FDA and Health Canada cleared the IND / CTA for Phase II study COVALENT-112 of BMF-219 in type 1 diabetes. The study is designed to enroll 150 adults with type 1 diabetes and examine the safety and efficacy of BMF-219 at two oral dose levels, 100 mg and 200 mg, for 12 weeks of treatment followed by a 40 week off-treatment period. The trial will also include an open label portion (n=40), enrolling participants with type 1 diabetes up to 15 years since diagnosis.
Dosed the first type 1 diabetes patient in COVALENT-112.
Anticipated 2024 Milestones:

Complete enrollment of the open label portion (n=40).
On track to establish the initial proof of concept based on clinical data in type 1 diabetes patients treated in COVALENT-112 with BMF-219.
ONCOLOGY

COVALENT-101 (BMF-219 for Liquid Tumors)

Presented initial Phase I topline data in AML with first complete responder achieving Minimal Residual Disease negativity.
Continued patient enrollment exploring BMF-219’s utility in liquid tumors (AML/ALL, MM, CLL, DLBCL).
Anticipated 2024 Milestones:

On track to complete dose escalation portion of COVALENT-101 in liquid tumors and establish recommended Phase II dose.
COVALENT-102 (BMF-219 for KRAS-Mutant Solid Tumors)

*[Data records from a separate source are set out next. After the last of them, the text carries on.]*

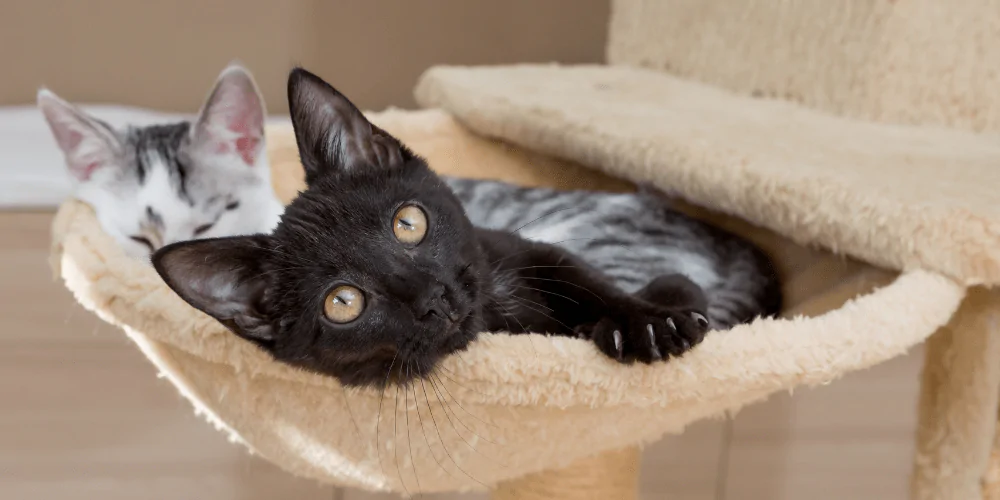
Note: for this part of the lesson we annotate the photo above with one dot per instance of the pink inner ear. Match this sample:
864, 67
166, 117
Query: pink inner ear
246, 125
84, 173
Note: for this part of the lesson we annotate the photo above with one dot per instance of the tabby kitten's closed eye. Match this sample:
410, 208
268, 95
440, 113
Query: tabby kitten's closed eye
375, 273
154, 185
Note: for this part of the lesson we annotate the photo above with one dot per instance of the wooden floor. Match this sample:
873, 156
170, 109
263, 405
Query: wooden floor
83, 416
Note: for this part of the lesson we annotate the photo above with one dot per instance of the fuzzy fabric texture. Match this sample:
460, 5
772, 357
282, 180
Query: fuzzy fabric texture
959, 398
511, 405
923, 62
899, 197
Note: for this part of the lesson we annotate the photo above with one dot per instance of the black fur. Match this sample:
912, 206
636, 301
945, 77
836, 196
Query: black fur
423, 301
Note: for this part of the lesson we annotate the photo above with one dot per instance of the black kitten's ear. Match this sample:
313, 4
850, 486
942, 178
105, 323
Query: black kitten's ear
223, 278
332, 134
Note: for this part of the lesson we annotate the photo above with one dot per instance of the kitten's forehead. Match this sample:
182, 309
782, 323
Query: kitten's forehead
160, 156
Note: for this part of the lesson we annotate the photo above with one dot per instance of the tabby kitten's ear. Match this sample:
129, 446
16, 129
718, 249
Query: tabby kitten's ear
89, 145
223, 278
332, 134
231, 122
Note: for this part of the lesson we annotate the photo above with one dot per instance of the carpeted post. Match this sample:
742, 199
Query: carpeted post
610, 476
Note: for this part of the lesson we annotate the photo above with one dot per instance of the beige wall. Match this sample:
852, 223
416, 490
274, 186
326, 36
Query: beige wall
165, 54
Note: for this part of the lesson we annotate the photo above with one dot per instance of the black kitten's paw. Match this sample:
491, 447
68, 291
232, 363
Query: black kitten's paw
646, 333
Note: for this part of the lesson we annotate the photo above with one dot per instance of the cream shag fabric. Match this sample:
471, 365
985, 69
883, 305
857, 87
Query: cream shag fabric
926, 62
900, 197
510, 405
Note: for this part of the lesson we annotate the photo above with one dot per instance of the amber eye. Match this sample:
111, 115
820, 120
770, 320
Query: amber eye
410, 224
344, 304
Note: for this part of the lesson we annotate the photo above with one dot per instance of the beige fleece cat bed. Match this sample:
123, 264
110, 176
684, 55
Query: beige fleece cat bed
537, 417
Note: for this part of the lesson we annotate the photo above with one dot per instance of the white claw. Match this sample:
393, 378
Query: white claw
653, 348
701, 319
671, 325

Continued patient enrollment exploring BMF-219’s utility in KRAS driven solid tumors (PDAC, NSCLC, CRC).
Anticipated 2024 Milestones:

On track to complete dose escalation portion of COVALENT-102 in solid tumors and establish recommended Phase II dose.
COVALENT-103 (BMF-500 for Acute Leukemias)

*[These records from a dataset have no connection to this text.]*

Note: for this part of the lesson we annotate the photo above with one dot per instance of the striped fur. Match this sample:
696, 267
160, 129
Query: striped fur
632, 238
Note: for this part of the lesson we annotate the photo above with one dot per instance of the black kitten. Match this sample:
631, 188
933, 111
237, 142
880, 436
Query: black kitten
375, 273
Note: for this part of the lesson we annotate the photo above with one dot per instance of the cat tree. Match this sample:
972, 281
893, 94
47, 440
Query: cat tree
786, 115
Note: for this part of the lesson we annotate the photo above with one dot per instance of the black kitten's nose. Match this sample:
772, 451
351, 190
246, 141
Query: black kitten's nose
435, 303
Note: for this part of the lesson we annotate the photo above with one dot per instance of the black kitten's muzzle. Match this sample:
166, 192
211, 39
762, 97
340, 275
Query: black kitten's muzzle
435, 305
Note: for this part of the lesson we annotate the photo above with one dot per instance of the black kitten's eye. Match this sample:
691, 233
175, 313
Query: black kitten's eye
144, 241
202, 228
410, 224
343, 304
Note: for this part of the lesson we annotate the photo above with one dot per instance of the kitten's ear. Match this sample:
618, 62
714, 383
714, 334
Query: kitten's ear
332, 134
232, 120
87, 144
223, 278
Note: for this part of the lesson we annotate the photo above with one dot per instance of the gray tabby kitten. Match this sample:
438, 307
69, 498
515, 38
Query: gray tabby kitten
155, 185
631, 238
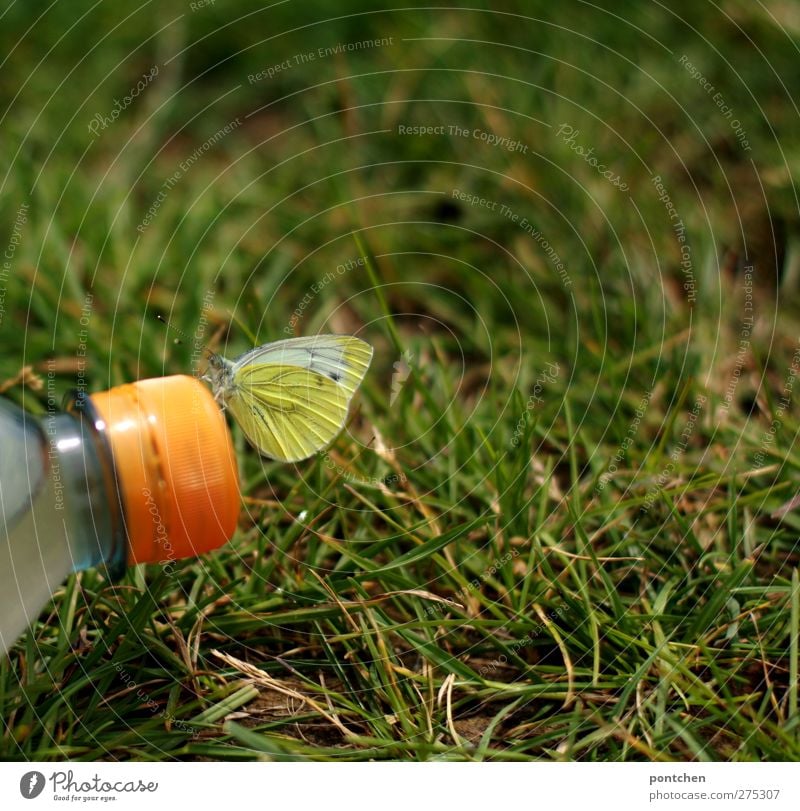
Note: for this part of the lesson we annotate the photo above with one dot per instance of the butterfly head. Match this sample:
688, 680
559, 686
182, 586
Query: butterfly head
219, 373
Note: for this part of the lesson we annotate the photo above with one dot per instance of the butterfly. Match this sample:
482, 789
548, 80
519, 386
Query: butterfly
291, 397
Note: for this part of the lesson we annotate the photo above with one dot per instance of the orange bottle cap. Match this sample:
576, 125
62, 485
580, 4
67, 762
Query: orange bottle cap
175, 467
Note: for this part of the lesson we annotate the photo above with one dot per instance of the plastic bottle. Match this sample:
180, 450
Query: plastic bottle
141, 473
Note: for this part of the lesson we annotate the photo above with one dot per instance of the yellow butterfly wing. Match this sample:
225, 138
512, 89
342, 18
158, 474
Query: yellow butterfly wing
291, 398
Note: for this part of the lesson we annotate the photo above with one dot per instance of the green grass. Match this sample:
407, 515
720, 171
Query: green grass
464, 576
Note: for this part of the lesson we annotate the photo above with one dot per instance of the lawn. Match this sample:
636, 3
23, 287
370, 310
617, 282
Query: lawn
558, 524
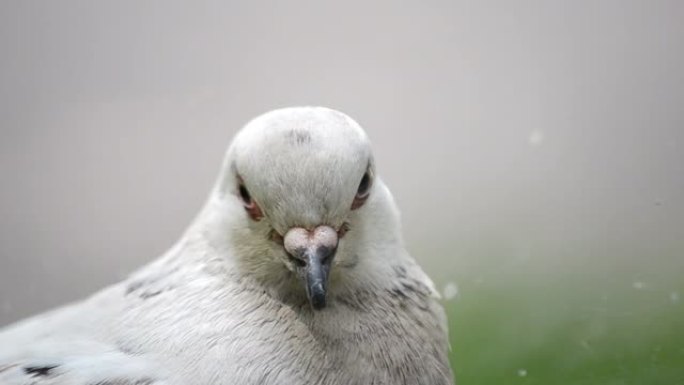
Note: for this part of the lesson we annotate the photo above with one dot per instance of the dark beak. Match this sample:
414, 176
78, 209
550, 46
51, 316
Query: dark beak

Announced FDA clearance of IND for BMF-500 and started enrollment of leukemia patients with FLT3 mutations.
Anticipated 2024 Milestones:

On track to complete dose escalation portion of COVALENT-103 and establish recommended Phase II dose.
FUSION SYSTEM DISCOVERY PLATFORM

Built out and opened new lab facilities to validate and progress in-house research efforts.
Continued the development of the Biomea FUSION Platform technology.
Anticipated 2024 Milestones:

On track to announce a third development candidate from the Biomea FUSION Platform technology.